In tech, the dirty laundry of mental health issues, depression and addiction are kept under wraps. Suicides are not spoken of beyond the initial reports. Failed companies just fade away, to be reincarnated as something newer and grander.
The obsession with garnering public support for every trivial action is where Hollywood differs from Silicon Valley. Upset victories are what make watching award shows thrilling. From the announcing of the nominations to the opening of the envelope, people become emotionally invested. If their favorite movie or actress does not win, their taste is being rejected by the Academy.
Failure to win a start-up award is scarcely even relevant. And when a startup cocks up badly, as numerous blogs have recently pointed out, they apologise. Blogs fan the flames and, after an appropriate pitchforking period, permit a satisfactory end to the scandal.
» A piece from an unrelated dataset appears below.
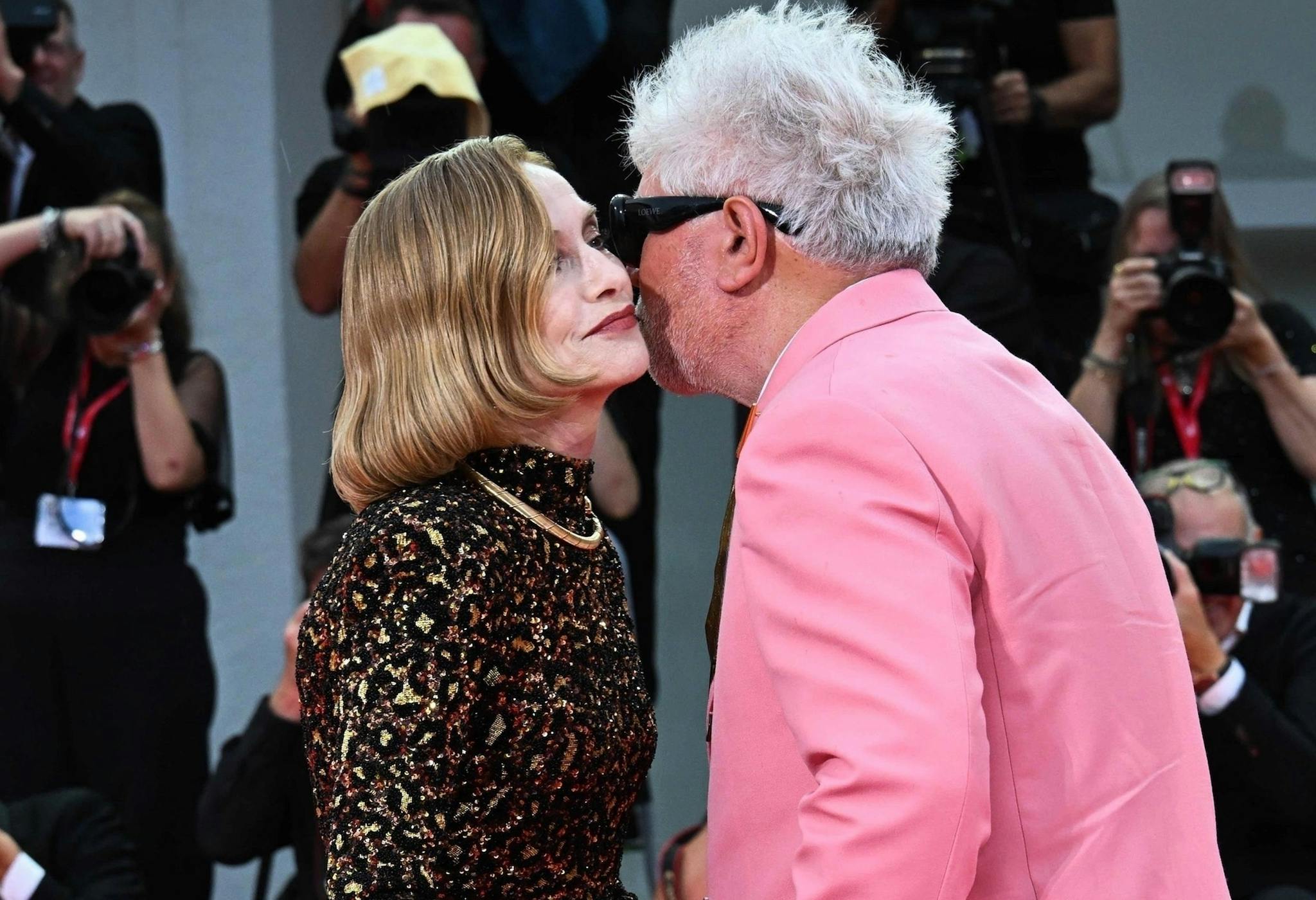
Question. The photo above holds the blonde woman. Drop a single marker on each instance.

When the Crunchies were announced, advocates of the different platforms were able to vote every day. For a few months, the Crunchies were artificially relevant because many of the companies asked their users to vote for them, on a consistent basis. But at the end of the day, every user is a winner, because chances are everyone uses at least 50 per cent of the winners.
And people will tweet and share the company profiles as written about on the various blogs. In the same vein as Yoel Roth’s comments about Yelp reviews the other day, the Crunchies suffer from regression artifacts. People feel that they are part of making a decision, which makes them care about it, but they are happy with whoever wins, because it means a member of their ecosystem succeeded.
The Founder’s Fund, through their TechFellow Award, is trying to make individuals in the Silicon Valley truly judged by their peers and recognised for their achievements. But their mistake is they don’t understand narrative. They’re unable to get people excited about the winners, because their copy suggests they don’t truly understand who the winners are. The proffered bios appear like unformatted versions of résumés.
The Academy Awards, like every other entertainment awards show, is itself a production number designed to entertain. From the red carpet with dresses like Angelina Jolie or characters like Sasha Baron Cohen, the viewer is transfixed on the event, wondering what will happen next.
It is laughable that anyone in Silicon Valley would be audacious enough to think they could “kill” Hollywood with games like Angry Birds when Silicon Valley is so entirely inept at fostering its own mythology.